Eerst vinden zes mannen de dood op de IJsseldijk bij Hattem, als represaille voor een sabotageactie aan het spoor bij Oldebroek. Zes dagen later staan er tien mannen voor het vuurpeloton bij het Katerveer, even verderop. De lichamen van de tweede groep worden in de IJssel gegooid.
De Belg Joseph Lamarche uit Zwolle, vluchteling uit de Eerste Wereldoorlog en opgepakt wegens het verbergen van een gedeserteerde Duitser, overleeft de executies bij het Katerveer. Noordman tekent op uit een interview uit 1947: „Ik zag dat Duitse militairen hun geweer in de aanslag brachten. Op dat moment sprong ik de IJssel in. Gelijk hoorde ik schieten en ik merkte dat ik in mijn onderlichaam geraakt was. Ik bleef in het ondiepe water liggen en hoorde nog iemand kermen en om genade roepen. Er volgden nog wat schoten, en toen werd het stil.”
In het boek krijgen de slachtoffers een gezicht en een levensverhaal. „Ik heb getracht om nabestaanden op te sporen voor informatie. Dat is in belangrijke mate gelukt”, zegt Noordman. Ook de daders worden genoemd, vaak met naam en foto. „Confronterend, maar het zijn de feiten.”
Twee mannen zorgden ervoor dat Noordman zich vastbijt in de zaak: lokaal journalist Henk Stalenburg (overleden in 2008), die wegens gezondheidsproblemen zijn dossiers moest overdragen aan het streekarchief, en de Belgische oud-SAS-agent Francois Siffert. Deze maakte ooit deel uit van een commissie die de dood van de Belgische soldaat onderzocht.
Noordman ontkent het verhaal dat de Duitsers de vijftien in paniek doodden. „De afdeling contraspionage verkast op 2 april 1945 van Zwolle naar Haren. Een dag voor het vertrek maakt de SD al lijsten met namen van mannen die ‘overbodig’ zijn, ”Todeskandidaten”. Een doodvonnis.”

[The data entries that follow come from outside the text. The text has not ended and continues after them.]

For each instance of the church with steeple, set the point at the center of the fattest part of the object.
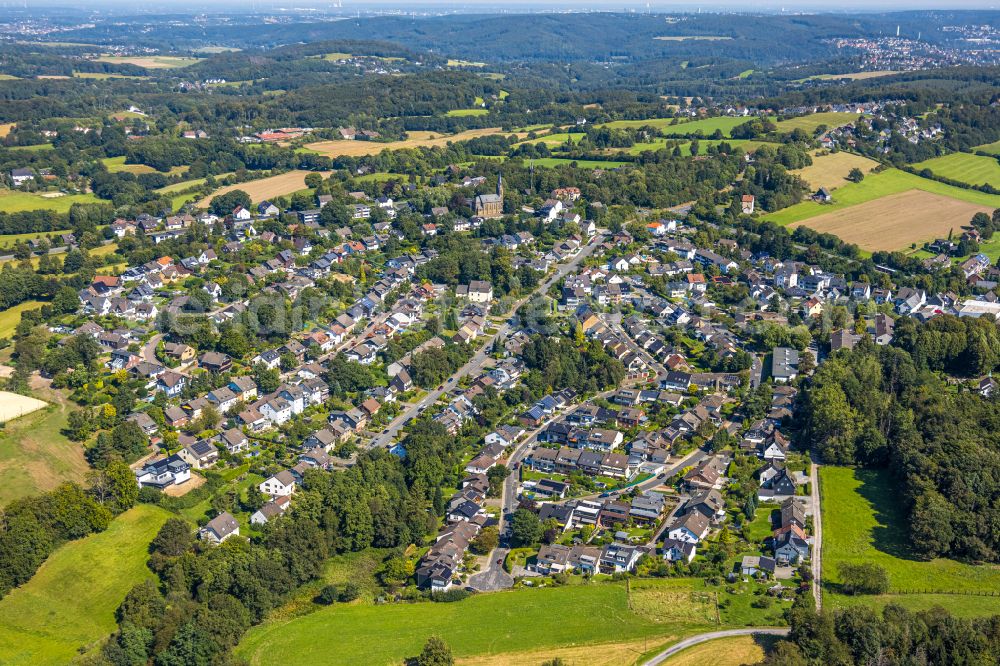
(489, 205)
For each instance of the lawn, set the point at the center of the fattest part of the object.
(13, 201)
(70, 603)
(875, 186)
(830, 170)
(991, 148)
(513, 621)
(965, 168)
(812, 121)
(863, 521)
(34, 455)
(582, 164)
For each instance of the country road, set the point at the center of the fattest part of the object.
(711, 636)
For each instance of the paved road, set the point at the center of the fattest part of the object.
(711, 636)
(817, 547)
(477, 362)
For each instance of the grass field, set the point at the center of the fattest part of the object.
(991, 148)
(965, 168)
(830, 170)
(150, 62)
(732, 651)
(267, 188)
(414, 140)
(875, 186)
(70, 603)
(12, 201)
(480, 626)
(15, 405)
(707, 126)
(35, 456)
(811, 122)
(462, 113)
(896, 221)
(11, 317)
(864, 522)
(853, 76)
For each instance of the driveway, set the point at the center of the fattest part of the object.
(711, 636)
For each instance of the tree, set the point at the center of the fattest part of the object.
(486, 541)
(173, 539)
(864, 578)
(525, 528)
(435, 653)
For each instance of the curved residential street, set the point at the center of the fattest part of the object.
(711, 636)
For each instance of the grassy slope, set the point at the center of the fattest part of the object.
(512, 621)
(875, 186)
(70, 603)
(965, 168)
(864, 522)
(12, 201)
(34, 455)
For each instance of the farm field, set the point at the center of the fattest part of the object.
(890, 181)
(897, 220)
(864, 522)
(965, 168)
(583, 164)
(34, 455)
(811, 122)
(338, 147)
(830, 170)
(853, 76)
(733, 651)
(150, 62)
(69, 605)
(12, 201)
(664, 610)
(267, 188)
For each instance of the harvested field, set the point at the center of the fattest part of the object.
(14, 405)
(267, 188)
(830, 170)
(895, 221)
(414, 140)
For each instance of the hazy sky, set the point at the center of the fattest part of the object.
(133, 6)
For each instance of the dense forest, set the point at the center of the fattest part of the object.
(886, 406)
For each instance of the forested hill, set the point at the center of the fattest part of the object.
(563, 37)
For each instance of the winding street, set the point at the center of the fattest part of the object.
(711, 636)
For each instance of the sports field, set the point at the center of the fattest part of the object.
(414, 140)
(68, 607)
(830, 170)
(897, 220)
(267, 188)
(965, 168)
(811, 122)
(150, 62)
(863, 521)
(13, 201)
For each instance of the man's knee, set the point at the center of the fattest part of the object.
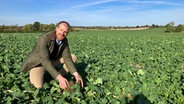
(74, 58)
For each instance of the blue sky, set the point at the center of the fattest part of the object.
(92, 12)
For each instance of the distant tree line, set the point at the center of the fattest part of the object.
(38, 27)
(35, 27)
(171, 28)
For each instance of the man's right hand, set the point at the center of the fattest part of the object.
(63, 83)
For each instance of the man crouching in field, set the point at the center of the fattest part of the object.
(51, 50)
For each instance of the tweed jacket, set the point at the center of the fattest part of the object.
(40, 55)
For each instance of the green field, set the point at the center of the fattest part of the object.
(118, 67)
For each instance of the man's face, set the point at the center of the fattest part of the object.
(62, 31)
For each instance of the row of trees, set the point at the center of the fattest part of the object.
(171, 28)
(35, 27)
(38, 27)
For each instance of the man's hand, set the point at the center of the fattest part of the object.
(63, 83)
(78, 78)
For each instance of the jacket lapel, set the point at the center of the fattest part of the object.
(52, 42)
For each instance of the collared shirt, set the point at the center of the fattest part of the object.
(58, 42)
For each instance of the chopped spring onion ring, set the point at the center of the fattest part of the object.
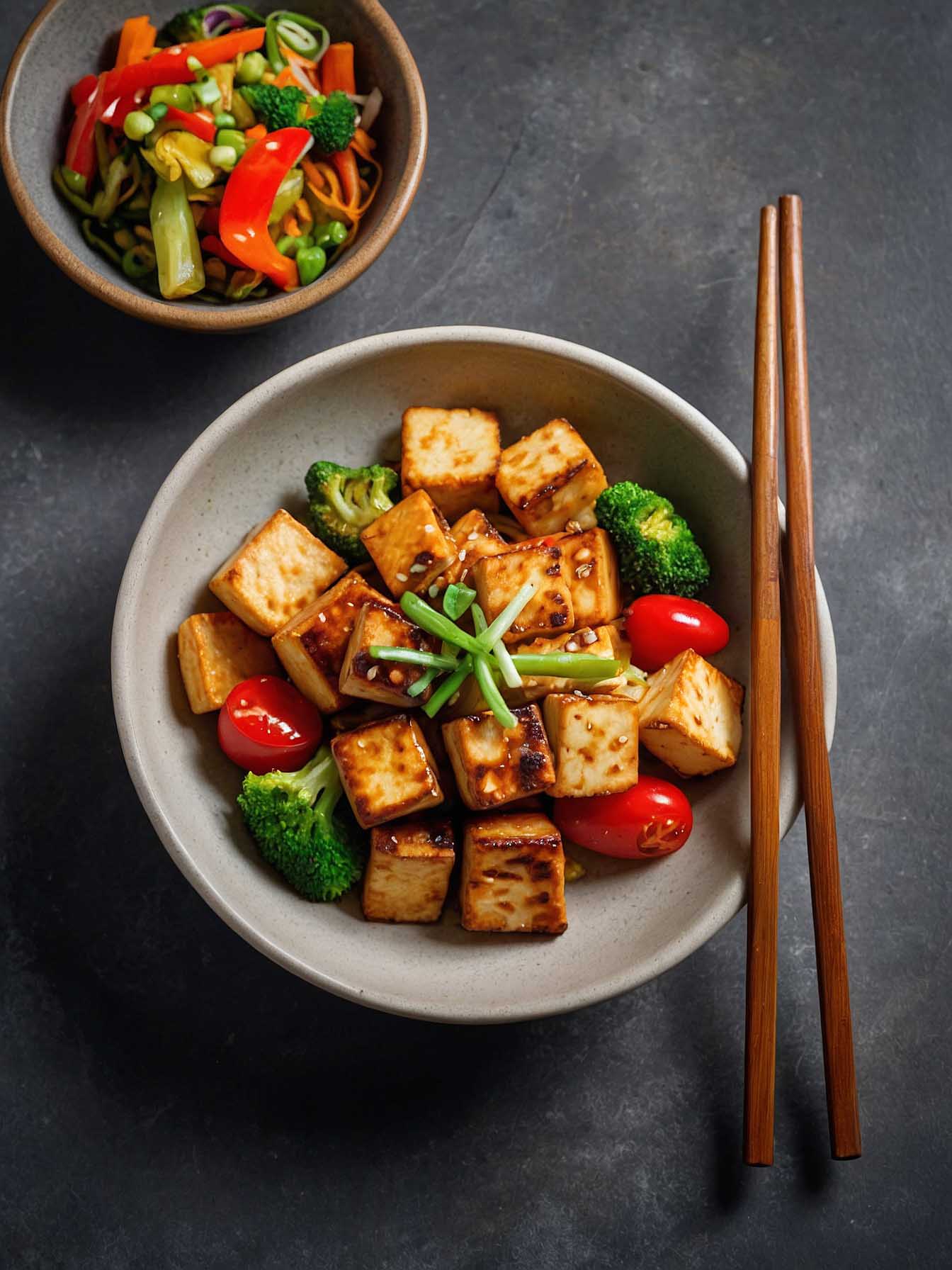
(574, 665)
(448, 687)
(498, 629)
(456, 600)
(415, 657)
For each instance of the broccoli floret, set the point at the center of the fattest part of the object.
(191, 24)
(276, 107)
(333, 128)
(344, 500)
(293, 819)
(657, 550)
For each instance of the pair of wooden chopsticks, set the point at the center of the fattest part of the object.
(764, 708)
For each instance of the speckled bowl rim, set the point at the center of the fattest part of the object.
(240, 317)
(123, 675)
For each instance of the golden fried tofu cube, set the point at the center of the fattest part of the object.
(363, 676)
(498, 578)
(691, 715)
(277, 571)
(495, 765)
(550, 478)
(311, 646)
(474, 536)
(386, 770)
(513, 875)
(453, 455)
(410, 544)
(216, 653)
(594, 742)
(593, 577)
(408, 872)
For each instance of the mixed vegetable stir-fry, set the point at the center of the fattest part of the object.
(224, 157)
(487, 678)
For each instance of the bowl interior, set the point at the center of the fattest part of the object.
(78, 36)
(628, 921)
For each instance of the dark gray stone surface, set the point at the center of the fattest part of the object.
(169, 1098)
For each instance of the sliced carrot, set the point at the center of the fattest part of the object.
(338, 69)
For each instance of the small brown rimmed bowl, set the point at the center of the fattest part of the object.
(69, 38)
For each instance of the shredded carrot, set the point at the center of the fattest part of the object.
(338, 69)
(136, 43)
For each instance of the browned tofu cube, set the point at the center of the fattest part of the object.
(551, 478)
(594, 742)
(474, 537)
(408, 872)
(495, 765)
(691, 715)
(410, 544)
(386, 770)
(513, 875)
(311, 646)
(216, 653)
(498, 578)
(453, 455)
(365, 676)
(277, 571)
(593, 577)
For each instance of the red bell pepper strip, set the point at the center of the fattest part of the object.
(81, 144)
(171, 67)
(83, 88)
(212, 245)
(191, 122)
(248, 200)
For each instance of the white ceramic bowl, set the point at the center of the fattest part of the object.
(628, 922)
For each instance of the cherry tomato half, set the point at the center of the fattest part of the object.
(267, 726)
(650, 819)
(662, 626)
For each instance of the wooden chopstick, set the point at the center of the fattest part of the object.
(764, 719)
(804, 661)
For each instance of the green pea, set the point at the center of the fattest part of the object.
(73, 181)
(137, 125)
(232, 137)
(139, 262)
(311, 262)
(173, 94)
(222, 157)
(207, 91)
(253, 67)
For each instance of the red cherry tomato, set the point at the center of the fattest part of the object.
(650, 819)
(267, 726)
(662, 626)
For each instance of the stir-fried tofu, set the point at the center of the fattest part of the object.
(408, 872)
(217, 652)
(593, 577)
(386, 770)
(381, 622)
(410, 544)
(594, 742)
(474, 537)
(277, 571)
(513, 875)
(453, 455)
(551, 478)
(691, 717)
(495, 765)
(311, 646)
(498, 578)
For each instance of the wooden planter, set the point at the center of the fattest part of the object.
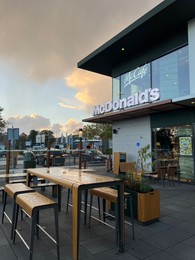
(146, 206)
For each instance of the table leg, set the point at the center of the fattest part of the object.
(121, 216)
(76, 202)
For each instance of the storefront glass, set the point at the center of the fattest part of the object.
(170, 74)
(173, 145)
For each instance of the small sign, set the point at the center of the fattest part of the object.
(13, 133)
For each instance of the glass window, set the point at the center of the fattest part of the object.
(135, 81)
(173, 145)
(170, 74)
(116, 95)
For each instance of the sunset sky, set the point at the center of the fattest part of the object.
(41, 42)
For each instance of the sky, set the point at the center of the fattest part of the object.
(41, 42)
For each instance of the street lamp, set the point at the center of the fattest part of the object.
(80, 146)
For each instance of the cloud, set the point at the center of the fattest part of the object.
(70, 127)
(38, 123)
(31, 122)
(92, 88)
(45, 39)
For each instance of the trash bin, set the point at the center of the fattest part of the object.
(29, 160)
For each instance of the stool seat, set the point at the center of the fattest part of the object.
(12, 190)
(16, 188)
(31, 201)
(111, 195)
(107, 193)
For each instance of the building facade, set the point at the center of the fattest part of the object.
(152, 67)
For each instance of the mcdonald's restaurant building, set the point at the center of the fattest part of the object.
(152, 66)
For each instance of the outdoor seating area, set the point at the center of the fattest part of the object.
(174, 229)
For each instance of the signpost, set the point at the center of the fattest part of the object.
(12, 135)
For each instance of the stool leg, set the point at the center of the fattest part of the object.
(37, 223)
(59, 197)
(32, 232)
(99, 208)
(57, 230)
(4, 205)
(104, 209)
(132, 217)
(15, 223)
(68, 198)
(85, 206)
(90, 207)
(13, 218)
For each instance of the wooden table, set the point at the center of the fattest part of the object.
(78, 180)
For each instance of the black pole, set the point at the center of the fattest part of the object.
(80, 153)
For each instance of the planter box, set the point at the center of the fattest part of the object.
(146, 206)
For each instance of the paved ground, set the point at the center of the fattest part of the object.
(171, 238)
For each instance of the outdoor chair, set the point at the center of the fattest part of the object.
(32, 204)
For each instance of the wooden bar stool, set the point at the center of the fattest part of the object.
(31, 204)
(12, 190)
(109, 194)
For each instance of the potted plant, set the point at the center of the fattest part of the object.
(146, 200)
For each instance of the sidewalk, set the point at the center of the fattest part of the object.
(171, 238)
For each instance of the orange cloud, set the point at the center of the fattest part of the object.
(92, 88)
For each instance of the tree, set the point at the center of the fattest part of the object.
(32, 137)
(100, 131)
(2, 122)
(49, 136)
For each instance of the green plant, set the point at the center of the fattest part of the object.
(135, 180)
(144, 154)
(136, 183)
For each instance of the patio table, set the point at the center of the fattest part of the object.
(77, 181)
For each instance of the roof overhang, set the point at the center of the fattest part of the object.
(138, 111)
(158, 25)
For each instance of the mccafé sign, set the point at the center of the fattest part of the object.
(147, 96)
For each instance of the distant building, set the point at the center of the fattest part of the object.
(152, 67)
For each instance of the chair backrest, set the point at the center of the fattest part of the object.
(172, 170)
(163, 171)
(127, 167)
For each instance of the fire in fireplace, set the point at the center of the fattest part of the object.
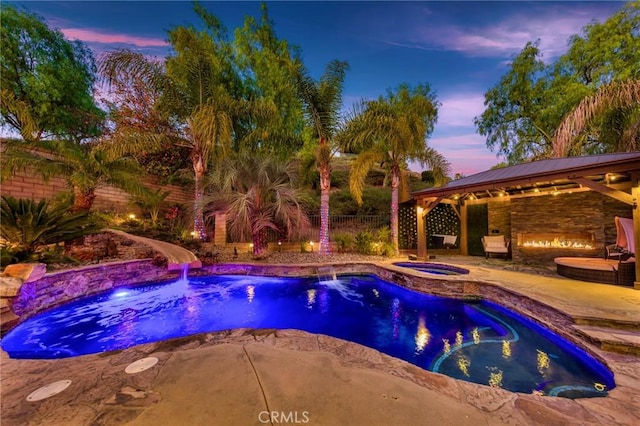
(583, 241)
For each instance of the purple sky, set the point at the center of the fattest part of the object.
(461, 48)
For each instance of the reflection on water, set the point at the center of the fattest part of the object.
(481, 342)
(506, 349)
(422, 334)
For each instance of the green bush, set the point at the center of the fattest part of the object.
(344, 242)
(364, 242)
(29, 226)
(383, 245)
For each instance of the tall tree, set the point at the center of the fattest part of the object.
(268, 66)
(200, 100)
(623, 97)
(524, 109)
(513, 120)
(322, 100)
(46, 80)
(391, 131)
(260, 193)
(85, 167)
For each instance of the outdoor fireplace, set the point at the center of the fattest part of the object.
(557, 240)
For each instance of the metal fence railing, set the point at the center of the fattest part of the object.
(337, 224)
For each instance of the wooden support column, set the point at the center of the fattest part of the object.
(464, 235)
(220, 235)
(422, 210)
(422, 235)
(635, 196)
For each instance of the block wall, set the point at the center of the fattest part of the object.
(29, 184)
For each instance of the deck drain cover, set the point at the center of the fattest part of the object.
(49, 390)
(141, 365)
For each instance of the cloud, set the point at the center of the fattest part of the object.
(467, 153)
(96, 36)
(553, 25)
(459, 110)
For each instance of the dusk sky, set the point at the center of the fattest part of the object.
(461, 48)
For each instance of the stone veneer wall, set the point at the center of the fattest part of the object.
(499, 212)
(613, 208)
(60, 287)
(566, 213)
(580, 212)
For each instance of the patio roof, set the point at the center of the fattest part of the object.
(552, 175)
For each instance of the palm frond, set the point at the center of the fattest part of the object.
(615, 95)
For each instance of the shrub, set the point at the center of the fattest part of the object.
(364, 242)
(344, 242)
(29, 226)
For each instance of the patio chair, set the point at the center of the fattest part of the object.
(624, 246)
(497, 245)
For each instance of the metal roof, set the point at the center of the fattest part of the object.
(536, 173)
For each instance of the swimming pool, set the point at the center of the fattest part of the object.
(479, 342)
(433, 268)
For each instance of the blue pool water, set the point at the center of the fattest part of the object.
(433, 268)
(475, 341)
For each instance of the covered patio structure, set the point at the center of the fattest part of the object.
(546, 209)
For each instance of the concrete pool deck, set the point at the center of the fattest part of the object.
(253, 377)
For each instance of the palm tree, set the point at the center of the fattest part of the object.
(29, 225)
(203, 125)
(260, 193)
(196, 110)
(391, 131)
(84, 166)
(620, 98)
(322, 101)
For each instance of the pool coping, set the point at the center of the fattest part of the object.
(480, 283)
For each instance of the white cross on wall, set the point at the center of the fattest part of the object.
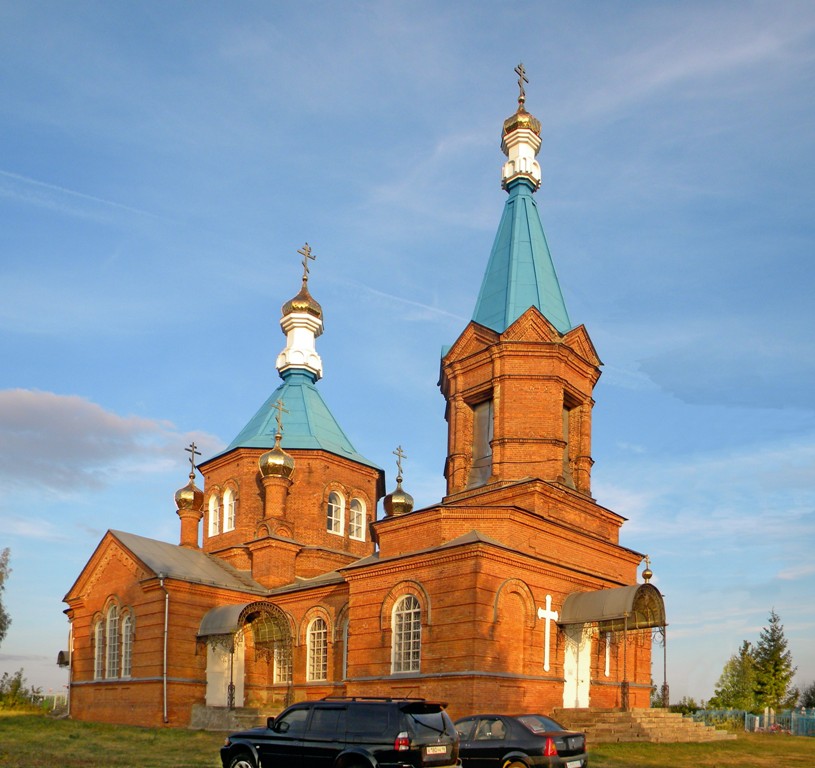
(549, 615)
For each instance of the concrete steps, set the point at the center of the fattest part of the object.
(225, 719)
(653, 725)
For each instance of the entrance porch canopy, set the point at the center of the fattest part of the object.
(639, 606)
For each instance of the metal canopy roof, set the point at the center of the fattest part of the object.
(639, 606)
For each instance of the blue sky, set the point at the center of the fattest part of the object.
(162, 162)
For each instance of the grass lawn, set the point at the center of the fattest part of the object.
(37, 741)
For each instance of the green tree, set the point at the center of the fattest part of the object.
(774, 670)
(5, 619)
(737, 683)
(808, 696)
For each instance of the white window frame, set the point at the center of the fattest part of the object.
(127, 644)
(406, 626)
(356, 519)
(112, 642)
(335, 513)
(214, 515)
(229, 510)
(99, 649)
(317, 650)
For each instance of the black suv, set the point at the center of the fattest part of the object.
(349, 733)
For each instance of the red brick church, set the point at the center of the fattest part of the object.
(512, 592)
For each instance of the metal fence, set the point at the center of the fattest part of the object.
(797, 722)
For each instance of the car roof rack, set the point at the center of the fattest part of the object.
(370, 698)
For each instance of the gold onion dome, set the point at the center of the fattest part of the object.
(189, 497)
(303, 302)
(521, 119)
(276, 462)
(400, 502)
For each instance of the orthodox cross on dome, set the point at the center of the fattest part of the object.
(278, 406)
(400, 454)
(549, 615)
(306, 253)
(522, 78)
(193, 453)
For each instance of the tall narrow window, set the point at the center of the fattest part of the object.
(407, 635)
(127, 644)
(356, 520)
(317, 650)
(568, 409)
(214, 515)
(481, 468)
(345, 649)
(99, 650)
(334, 513)
(282, 662)
(112, 644)
(229, 509)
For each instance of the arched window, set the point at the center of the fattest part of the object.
(99, 649)
(345, 649)
(335, 512)
(214, 515)
(317, 650)
(229, 509)
(406, 624)
(356, 519)
(127, 644)
(112, 644)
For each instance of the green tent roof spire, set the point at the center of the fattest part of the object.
(520, 273)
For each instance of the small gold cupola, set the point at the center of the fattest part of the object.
(399, 502)
(189, 502)
(276, 462)
(647, 574)
(520, 141)
(302, 322)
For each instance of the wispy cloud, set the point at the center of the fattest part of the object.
(65, 443)
(30, 191)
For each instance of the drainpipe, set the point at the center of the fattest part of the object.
(161, 577)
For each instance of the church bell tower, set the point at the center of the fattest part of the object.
(519, 380)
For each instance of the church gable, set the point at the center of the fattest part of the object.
(474, 339)
(578, 339)
(110, 563)
(532, 325)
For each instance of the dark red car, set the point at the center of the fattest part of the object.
(519, 741)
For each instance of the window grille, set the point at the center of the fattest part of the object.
(112, 644)
(356, 520)
(127, 645)
(334, 513)
(407, 635)
(317, 665)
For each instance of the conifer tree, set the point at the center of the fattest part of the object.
(774, 670)
(737, 683)
(5, 619)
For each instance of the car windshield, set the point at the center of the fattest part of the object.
(539, 723)
(430, 725)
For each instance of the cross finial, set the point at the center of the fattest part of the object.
(306, 253)
(278, 406)
(193, 453)
(400, 454)
(521, 72)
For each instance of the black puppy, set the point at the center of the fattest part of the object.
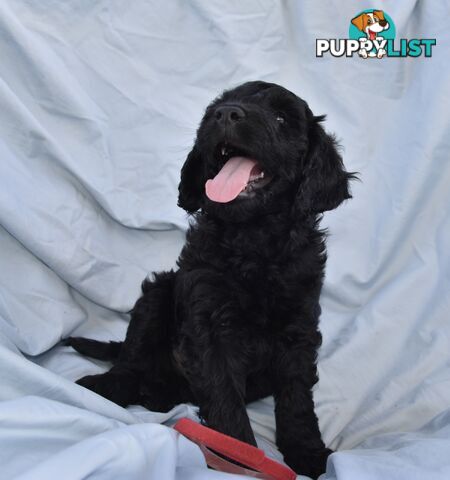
(238, 320)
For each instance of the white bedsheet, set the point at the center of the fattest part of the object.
(99, 105)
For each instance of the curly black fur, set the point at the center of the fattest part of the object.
(238, 320)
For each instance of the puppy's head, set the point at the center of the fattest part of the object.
(371, 23)
(259, 149)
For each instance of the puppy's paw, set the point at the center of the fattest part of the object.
(310, 463)
(117, 387)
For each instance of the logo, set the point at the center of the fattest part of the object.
(372, 35)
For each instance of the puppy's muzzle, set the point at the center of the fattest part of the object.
(229, 114)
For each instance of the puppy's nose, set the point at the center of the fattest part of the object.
(229, 114)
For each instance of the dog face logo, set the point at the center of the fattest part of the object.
(372, 23)
(371, 34)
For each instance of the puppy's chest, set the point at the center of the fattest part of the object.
(263, 270)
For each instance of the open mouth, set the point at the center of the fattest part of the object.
(240, 176)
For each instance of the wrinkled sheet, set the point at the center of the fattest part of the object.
(99, 105)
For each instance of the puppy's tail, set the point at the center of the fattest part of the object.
(94, 348)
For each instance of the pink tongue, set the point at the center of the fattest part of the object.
(231, 180)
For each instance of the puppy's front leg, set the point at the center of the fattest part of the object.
(298, 434)
(212, 352)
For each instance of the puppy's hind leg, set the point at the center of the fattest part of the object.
(95, 349)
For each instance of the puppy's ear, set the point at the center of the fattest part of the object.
(191, 185)
(325, 183)
(360, 22)
(379, 14)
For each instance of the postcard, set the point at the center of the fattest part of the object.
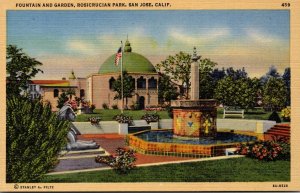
(149, 95)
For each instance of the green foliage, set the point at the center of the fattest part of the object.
(122, 163)
(274, 117)
(115, 106)
(105, 106)
(20, 68)
(34, 137)
(121, 118)
(225, 170)
(166, 90)
(150, 117)
(208, 78)
(287, 80)
(266, 150)
(65, 96)
(274, 94)
(128, 87)
(286, 114)
(178, 69)
(240, 93)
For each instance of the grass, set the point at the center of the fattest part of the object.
(258, 114)
(108, 114)
(229, 170)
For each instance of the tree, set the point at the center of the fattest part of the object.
(128, 87)
(206, 80)
(178, 68)
(64, 97)
(166, 90)
(274, 94)
(287, 80)
(236, 74)
(34, 137)
(271, 73)
(20, 68)
(241, 93)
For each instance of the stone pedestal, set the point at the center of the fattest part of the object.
(154, 125)
(123, 128)
(194, 92)
(195, 118)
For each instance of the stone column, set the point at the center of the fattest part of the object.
(194, 91)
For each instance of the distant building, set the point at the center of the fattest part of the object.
(97, 88)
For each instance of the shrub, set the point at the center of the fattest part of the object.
(170, 111)
(115, 106)
(286, 114)
(121, 118)
(34, 138)
(122, 162)
(274, 117)
(94, 120)
(150, 117)
(266, 150)
(105, 106)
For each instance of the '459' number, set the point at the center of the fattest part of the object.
(285, 4)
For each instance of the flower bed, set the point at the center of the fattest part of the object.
(266, 150)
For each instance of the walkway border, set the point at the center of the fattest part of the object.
(151, 164)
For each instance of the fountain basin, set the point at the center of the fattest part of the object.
(164, 142)
(195, 118)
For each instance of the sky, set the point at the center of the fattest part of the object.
(83, 40)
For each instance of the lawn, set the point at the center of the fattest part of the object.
(108, 114)
(229, 170)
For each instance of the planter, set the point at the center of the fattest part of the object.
(123, 128)
(154, 125)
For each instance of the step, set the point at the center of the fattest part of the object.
(281, 128)
(278, 131)
(278, 134)
(82, 154)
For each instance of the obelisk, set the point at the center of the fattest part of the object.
(195, 76)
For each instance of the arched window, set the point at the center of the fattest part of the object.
(133, 82)
(141, 82)
(55, 93)
(111, 82)
(152, 83)
(82, 93)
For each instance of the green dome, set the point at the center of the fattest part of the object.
(132, 62)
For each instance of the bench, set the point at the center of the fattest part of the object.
(233, 113)
(230, 151)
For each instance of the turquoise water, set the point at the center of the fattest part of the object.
(168, 137)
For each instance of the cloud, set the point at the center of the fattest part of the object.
(203, 37)
(260, 36)
(78, 45)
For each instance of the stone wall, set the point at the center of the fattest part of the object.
(257, 126)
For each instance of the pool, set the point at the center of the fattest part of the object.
(169, 137)
(164, 142)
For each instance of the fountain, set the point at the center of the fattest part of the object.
(194, 130)
(195, 117)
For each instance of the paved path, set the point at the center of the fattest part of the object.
(110, 142)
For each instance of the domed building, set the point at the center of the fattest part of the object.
(99, 86)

Die Todeskandidaten zijn ‘bruikbaar’ als represaille na een aanslag of sabotageactie. „Bovendien ligt er een bevel van SS-baas Himmler dat bij een overhaast vertrek van een Einsatzkommando van de SD de Todeskandidaten moeten worden geliquideerd. Dit is een bewuste moord”, weet Noordman. „De SD-contraspionage neemt twee nog ‘bruikbare’ mannen wel mee naar Haren. Zij overleven de oorlog.”
Het meest treurige verhaal is dat van de 16-jarige Florimond Beke uit het Belgische Gent, een puber die op zijn 14e wegloopt en via een Vlaams jongerenkorps bij de SS wordt ingelijfd, „meer uit branie dan uit overtuiging.”
Florimond deserteert twee keer, wordt opgepakt en belandt in de gevangenis in Zwolle. Zijn naam staat op geen van beide monumenten. Noordman: „Ik hoop dat deze fout ooit wordt rechtgezet.”